Von der Schweiz nach Russland
Der Sohn des jüdischen Dramatikers, Arztes und Kommunisten Friedrich Wolf wurde am 19. Jänner 1923 in Hechingen/Hohenzollern geboren und wuchs in Stuttgart auf. 1933 emigrierte die Familie in die Schweiz, später in die Sowjetunion. Dort besuchte Wolf zusammen mit seinem Bruder Konrad, der sich später als Filmregisseur in der DDR einen Namen machte, die Komintern-Schule. 1945 kehrte er nach Deutschland zurück. Er arbeitete zunächst als Journalist und beobachtete für den Berliner Rundfunk die Nürnberger Kriegsverbrecher-Prozesse.
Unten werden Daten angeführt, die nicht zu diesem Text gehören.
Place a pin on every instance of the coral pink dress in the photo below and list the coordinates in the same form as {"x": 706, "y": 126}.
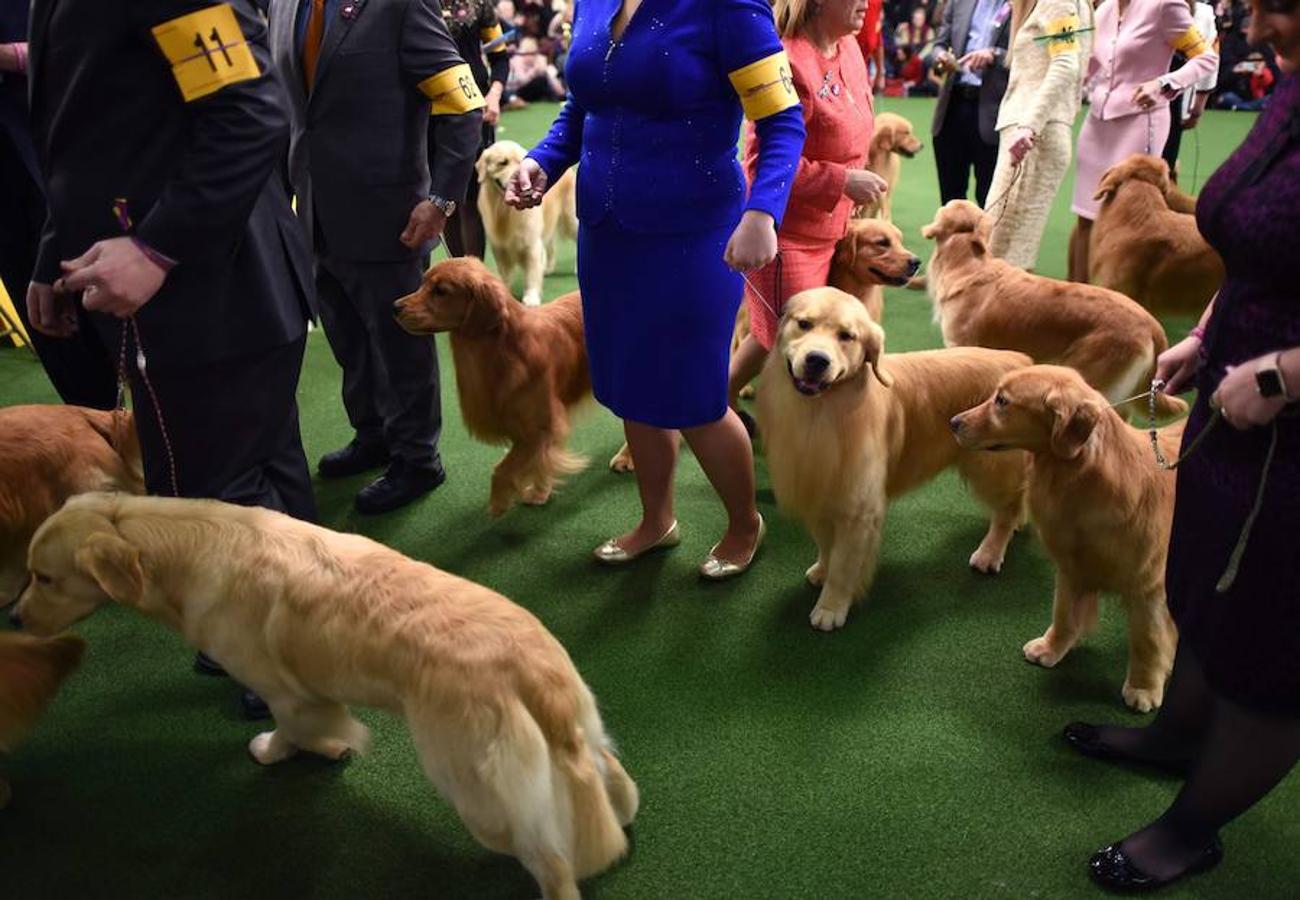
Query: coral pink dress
{"x": 839, "y": 119}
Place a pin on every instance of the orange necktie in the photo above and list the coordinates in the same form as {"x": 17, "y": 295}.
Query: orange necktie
{"x": 312, "y": 42}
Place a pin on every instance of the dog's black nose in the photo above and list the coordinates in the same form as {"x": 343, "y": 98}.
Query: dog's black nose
{"x": 815, "y": 363}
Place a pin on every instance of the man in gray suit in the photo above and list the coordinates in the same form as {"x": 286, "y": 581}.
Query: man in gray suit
{"x": 971, "y": 50}
{"x": 363, "y": 77}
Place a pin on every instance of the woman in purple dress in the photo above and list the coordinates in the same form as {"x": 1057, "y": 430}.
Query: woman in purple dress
{"x": 1230, "y": 723}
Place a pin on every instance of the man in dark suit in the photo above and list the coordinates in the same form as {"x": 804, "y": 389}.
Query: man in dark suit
{"x": 78, "y": 366}
{"x": 363, "y": 77}
{"x": 971, "y": 50}
{"x": 160, "y": 128}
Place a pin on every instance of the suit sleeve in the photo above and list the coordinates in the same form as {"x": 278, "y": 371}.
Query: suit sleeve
{"x": 498, "y": 57}
{"x": 217, "y": 56}
{"x": 752, "y": 57}
{"x": 1056, "y": 100}
{"x": 1182, "y": 35}
{"x": 433, "y": 65}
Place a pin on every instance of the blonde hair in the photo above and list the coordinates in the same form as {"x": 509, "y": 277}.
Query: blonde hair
{"x": 792, "y": 16}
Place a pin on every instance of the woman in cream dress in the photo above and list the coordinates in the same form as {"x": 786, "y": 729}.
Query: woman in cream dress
{"x": 1051, "y": 40}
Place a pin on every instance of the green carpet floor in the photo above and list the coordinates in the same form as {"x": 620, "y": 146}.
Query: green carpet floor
{"x": 911, "y": 754}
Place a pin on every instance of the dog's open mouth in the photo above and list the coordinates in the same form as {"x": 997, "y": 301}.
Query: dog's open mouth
{"x": 806, "y": 386}
{"x": 892, "y": 280}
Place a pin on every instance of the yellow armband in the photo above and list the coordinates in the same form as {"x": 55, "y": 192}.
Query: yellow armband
{"x": 1062, "y": 35}
{"x": 1190, "y": 43}
{"x": 207, "y": 51}
{"x": 453, "y": 91}
{"x": 765, "y": 87}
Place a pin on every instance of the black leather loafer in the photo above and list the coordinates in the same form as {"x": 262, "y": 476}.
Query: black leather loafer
{"x": 398, "y": 487}
{"x": 352, "y": 459}
{"x": 1086, "y": 739}
{"x": 1114, "y": 872}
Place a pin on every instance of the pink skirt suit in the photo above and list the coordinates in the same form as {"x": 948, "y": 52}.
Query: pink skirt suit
{"x": 1126, "y": 52}
{"x": 839, "y": 119}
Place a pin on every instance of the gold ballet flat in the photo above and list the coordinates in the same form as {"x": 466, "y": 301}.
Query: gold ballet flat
{"x": 719, "y": 570}
{"x": 611, "y": 554}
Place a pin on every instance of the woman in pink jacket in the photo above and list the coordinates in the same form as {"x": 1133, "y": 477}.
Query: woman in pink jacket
{"x": 1129, "y": 87}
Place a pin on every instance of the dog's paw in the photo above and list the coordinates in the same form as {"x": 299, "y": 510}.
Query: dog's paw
{"x": 817, "y": 574}
{"x": 987, "y": 562}
{"x": 1040, "y": 652}
{"x": 622, "y": 462}
{"x": 269, "y": 748}
{"x": 1143, "y": 700}
{"x": 536, "y": 496}
{"x": 824, "y": 618}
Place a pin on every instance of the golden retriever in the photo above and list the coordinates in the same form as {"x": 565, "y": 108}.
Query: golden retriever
{"x": 313, "y": 621}
{"x": 47, "y": 454}
{"x": 987, "y": 302}
{"x": 520, "y": 371}
{"x": 840, "y": 448}
{"x": 1101, "y": 506}
{"x": 1145, "y": 250}
{"x": 31, "y": 669}
{"x": 523, "y": 238}
{"x": 893, "y": 138}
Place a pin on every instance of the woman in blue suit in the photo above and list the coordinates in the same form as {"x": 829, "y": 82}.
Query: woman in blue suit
{"x": 657, "y": 92}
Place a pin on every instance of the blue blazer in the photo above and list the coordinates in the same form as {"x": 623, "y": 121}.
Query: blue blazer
{"x": 655, "y": 117}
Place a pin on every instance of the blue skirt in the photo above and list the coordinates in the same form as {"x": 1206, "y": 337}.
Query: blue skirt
{"x": 658, "y": 312}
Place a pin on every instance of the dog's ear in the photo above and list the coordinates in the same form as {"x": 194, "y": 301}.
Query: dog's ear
{"x": 1074, "y": 420}
{"x": 115, "y": 565}
{"x": 1108, "y": 185}
{"x": 872, "y": 349}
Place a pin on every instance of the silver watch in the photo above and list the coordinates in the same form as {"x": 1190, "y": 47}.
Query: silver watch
{"x": 445, "y": 206}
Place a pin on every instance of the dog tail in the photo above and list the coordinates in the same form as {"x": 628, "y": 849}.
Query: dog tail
{"x": 31, "y": 669}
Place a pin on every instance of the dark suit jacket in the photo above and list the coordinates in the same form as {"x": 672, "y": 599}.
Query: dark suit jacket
{"x": 111, "y": 120}
{"x": 359, "y": 152}
{"x": 953, "y": 34}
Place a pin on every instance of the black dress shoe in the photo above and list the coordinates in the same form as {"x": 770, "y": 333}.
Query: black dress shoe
{"x": 206, "y": 665}
{"x": 252, "y": 706}
{"x": 398, "y": 487}
{"x": 352, "y": 459}
{"x": 1086, "y": 739}
{"x": 1113, "y": 870}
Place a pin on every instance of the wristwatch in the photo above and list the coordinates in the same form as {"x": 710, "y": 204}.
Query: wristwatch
{"x": 445, "y": 206}
{"x": 1269, "y": 381}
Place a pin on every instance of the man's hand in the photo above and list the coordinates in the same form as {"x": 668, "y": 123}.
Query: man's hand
{"x": 113, "y": 276}
{"x": 50, "y": 312}
{"x": 425, "y": 224}
{"x": 978, "y": 60}
{"x": 492, "y": 112}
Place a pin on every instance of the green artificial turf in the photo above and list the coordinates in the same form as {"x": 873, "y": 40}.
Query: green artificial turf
{"x": 911, "y": 754}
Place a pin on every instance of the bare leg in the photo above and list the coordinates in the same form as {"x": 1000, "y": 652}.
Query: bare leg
{"x": 745, "y": 366}
{"x": 655, "y": 454}
{"x": 724, "y": 453}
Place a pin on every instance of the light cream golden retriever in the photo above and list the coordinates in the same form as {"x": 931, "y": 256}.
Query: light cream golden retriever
{"x": 520, "y": 372}
{"x": 47, "y": 454}
{"x": 840, "y": 446}
{"x": 987, "y": 302}
{"x": 313, "y": 621}
{"x": 892, "y": 141}
{"x": 523, "y": 238}
{"x": 1101, "y": 506}
{"x": 1144, "y": 249}
{"x": 31, "y": 669}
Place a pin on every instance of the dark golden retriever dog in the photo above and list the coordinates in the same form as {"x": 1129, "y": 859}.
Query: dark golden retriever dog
{"x": 31, "y": 669}
{"x": 1145, "y": 250}
{"x": 520, "y": 371}
{"x": 1101, "y": 507}
{"x": 47, "y": 454}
Chef über 4.000 Auslandsagenten
Im Alter von nur 28 Jahren wurde Wolf 1951 mit dem Aufbau eines DDR-Auslandsgeheimdienstes betraut worden. Seit 1958 war er Leiter dieser so genannten Stasi-Hauptverwaltung Aufklärung (HVA) und einer der Stellvertreter des Ministers Mielke. Mit der Präzision eines Schachspielers führte Wolf über etwa 4.000 Auslandsagenten Regie. Seinen größten Erfolg, das Einschleusen von Guillaume ins Kanzleramt, fasste er letztlich als Niederlage auf: Als Brandt zurücktrat, bedauerte der Stratege den Guillaume-Einsatz.

Der umtriebige Wolf war dem Stasi-Chef Mielke nicht immer ganz geheuer. Zu schillernd war dem verknöcherten Minister das Privatleben seines Agentenführers, der drei Mal heiratete. Am 5. Februar 1986 meldete die DDR-Nachrichtenagentur ADN, Wolf scheide auf eigenen Wunsch aus dem aktiven Stasi-Dienst aus.